Do you remember the parable Jesus told of Lazarus and the rich man? (Luke 16:19-31) The rich man begged Abraham to send Lazarus to his brothers that they might be warned of the future if they did not change their ways. And Abraham told him that if they didn’t listen to the prophets, even if someone came back from the dead they would not believe. That pretty much describes us.

To recap the story since we saw the Israelites crossing the Red Sea, God has continued to provide for the Israelites.

First, they were hungry. God provided quail in the evening followed by manna in the morning. So they could now see God’s provision every single morning.

Second, they were thirsty, and God provided water for them out of a rock.

Then they encountered the Amelekites, and God helped to defeat them.

And now, they are at the mountain, and God wants to speak with them. He wants them to see that they are a holy people, set aside for him. And the first response of the Israelites (which we didn’t read this morning) was that they would do everything that God called them to do. Simple, right?

So, God gives them two simple commands. First, take a bath and wash your clothes. Second, don’t touch the mountain. Simple, right?

God descends upon the mountain and Moses goes back up. And what is the first thing God tells him? Go back down the mountain and tell the people not to touch the mountain.

Moses has been up and down the mountain several times now, so it isn’t surprising that he reminds God, “Don’t worry. We already told them not to touch the mountain.”

I can almost see Moses looking down the trail he had just climbed up, tired and thirsty. But God sends him back down, this time suggesting he bring Aaron with him.

So, if God had already told the Israelites not to touch the mountain, why did he send Moses back down?

To understand, we need to talk about kids and behaviors.

When I was a child, my parents read an article in the paper that talked about some child getting a jelly bean stuck in their nose. Since we had jelly beans for Easter that year, they told us not to stick a jelly bean in our nose.

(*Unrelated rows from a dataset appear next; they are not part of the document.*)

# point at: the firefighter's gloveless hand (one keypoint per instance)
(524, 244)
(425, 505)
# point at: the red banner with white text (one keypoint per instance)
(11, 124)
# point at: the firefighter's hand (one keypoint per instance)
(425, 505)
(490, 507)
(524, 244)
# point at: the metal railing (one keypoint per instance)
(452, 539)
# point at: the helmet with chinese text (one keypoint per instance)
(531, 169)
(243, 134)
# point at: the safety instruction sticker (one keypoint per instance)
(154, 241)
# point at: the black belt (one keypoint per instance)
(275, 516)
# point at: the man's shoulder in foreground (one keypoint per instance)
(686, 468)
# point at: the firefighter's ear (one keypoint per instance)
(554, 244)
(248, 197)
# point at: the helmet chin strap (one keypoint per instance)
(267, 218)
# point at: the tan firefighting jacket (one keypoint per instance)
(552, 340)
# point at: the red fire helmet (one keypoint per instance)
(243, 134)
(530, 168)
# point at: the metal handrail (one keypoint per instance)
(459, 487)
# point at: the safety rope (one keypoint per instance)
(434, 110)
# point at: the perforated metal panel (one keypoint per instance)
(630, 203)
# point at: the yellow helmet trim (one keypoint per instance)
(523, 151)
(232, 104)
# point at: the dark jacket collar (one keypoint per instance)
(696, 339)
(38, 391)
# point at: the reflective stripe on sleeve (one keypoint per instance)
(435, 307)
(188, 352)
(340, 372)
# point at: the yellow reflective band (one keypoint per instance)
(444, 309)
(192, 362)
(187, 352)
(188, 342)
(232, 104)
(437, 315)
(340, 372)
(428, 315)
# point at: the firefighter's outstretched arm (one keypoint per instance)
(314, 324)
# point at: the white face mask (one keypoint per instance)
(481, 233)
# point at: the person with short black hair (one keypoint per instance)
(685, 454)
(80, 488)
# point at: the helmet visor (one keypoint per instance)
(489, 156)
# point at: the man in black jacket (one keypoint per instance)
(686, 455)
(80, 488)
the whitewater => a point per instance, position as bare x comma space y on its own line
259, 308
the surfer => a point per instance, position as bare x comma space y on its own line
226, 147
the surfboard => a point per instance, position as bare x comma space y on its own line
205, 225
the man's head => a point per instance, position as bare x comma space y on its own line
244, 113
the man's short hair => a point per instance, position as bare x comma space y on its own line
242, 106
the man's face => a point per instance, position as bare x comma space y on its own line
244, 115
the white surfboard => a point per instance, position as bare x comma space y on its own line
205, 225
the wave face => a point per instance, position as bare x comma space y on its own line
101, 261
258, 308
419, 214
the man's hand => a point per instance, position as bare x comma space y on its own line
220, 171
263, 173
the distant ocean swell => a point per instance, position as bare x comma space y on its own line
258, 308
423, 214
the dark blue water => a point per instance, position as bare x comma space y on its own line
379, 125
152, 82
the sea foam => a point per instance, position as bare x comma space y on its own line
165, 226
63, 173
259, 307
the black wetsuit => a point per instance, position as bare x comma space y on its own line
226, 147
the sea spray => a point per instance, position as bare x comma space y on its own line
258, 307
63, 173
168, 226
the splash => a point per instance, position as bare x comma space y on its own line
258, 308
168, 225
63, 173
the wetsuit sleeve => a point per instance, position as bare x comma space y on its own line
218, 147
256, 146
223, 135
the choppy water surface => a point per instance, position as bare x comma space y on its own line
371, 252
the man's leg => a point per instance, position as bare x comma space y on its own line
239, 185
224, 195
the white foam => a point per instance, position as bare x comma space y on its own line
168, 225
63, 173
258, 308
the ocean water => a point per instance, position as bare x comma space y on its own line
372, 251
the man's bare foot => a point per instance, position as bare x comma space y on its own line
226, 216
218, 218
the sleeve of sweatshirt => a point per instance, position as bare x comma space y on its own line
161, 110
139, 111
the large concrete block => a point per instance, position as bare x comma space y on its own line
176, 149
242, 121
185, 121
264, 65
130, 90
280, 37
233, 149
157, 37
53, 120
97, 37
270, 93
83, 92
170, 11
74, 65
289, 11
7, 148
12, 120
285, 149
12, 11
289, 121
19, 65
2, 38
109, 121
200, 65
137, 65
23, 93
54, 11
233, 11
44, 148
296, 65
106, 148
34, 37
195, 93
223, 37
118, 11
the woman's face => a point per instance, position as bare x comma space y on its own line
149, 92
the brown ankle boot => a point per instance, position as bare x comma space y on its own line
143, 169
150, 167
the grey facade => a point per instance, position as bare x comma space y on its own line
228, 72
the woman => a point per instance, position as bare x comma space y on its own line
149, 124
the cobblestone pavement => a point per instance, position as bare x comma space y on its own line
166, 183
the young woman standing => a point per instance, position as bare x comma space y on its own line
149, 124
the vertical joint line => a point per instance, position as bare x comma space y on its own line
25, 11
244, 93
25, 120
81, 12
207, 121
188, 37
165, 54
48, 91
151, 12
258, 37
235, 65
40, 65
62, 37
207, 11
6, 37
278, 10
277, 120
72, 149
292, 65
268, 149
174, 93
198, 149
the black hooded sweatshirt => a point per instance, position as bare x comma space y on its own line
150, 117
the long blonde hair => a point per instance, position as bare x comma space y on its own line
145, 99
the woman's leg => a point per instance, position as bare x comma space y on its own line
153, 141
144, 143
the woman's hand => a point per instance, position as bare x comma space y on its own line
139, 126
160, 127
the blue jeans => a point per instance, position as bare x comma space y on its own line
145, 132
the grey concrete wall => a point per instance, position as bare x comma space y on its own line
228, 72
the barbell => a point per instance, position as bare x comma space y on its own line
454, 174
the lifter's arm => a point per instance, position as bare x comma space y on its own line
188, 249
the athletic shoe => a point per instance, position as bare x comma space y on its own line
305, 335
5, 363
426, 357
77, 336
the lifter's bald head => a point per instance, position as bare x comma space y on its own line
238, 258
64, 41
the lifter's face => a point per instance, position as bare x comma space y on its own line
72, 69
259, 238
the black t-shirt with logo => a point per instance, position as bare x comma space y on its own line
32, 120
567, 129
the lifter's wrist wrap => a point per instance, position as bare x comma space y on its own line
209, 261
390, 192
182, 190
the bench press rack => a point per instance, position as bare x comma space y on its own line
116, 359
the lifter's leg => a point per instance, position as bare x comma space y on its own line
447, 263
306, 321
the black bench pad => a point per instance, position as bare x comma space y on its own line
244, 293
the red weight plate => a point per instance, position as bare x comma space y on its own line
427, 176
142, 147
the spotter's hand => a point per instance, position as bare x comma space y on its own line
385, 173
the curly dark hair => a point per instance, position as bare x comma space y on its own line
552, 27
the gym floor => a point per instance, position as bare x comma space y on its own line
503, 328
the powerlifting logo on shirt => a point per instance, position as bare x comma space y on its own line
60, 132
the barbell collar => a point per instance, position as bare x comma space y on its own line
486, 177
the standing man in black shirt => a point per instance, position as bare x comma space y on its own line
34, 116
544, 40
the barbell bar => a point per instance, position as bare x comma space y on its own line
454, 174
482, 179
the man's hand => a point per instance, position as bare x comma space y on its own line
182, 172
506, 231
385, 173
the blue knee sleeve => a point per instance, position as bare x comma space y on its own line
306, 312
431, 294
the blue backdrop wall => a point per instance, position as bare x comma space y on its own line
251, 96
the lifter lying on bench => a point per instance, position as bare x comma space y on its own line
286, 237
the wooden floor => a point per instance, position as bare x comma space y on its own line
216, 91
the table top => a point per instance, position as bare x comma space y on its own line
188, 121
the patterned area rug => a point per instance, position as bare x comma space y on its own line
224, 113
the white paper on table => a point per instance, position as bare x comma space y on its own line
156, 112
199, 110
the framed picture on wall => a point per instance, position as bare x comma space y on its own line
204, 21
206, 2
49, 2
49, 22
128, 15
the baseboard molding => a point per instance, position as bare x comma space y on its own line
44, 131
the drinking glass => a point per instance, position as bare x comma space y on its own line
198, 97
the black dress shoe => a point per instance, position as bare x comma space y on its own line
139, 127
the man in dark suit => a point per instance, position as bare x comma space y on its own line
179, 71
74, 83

Now, until that moment in time, I had never even considered what would happen if I stuck one in my nose. But from that moment on, every time I saw a jelly bean, I couldn’t help but wonder. What would happen if I stuck it up my nose.

I am certain that God saw that temptation in the minds of the Israelites.

Our human nature is such that we often do what we are told not to, in fact sometimes we do something only because we have been told not to do it!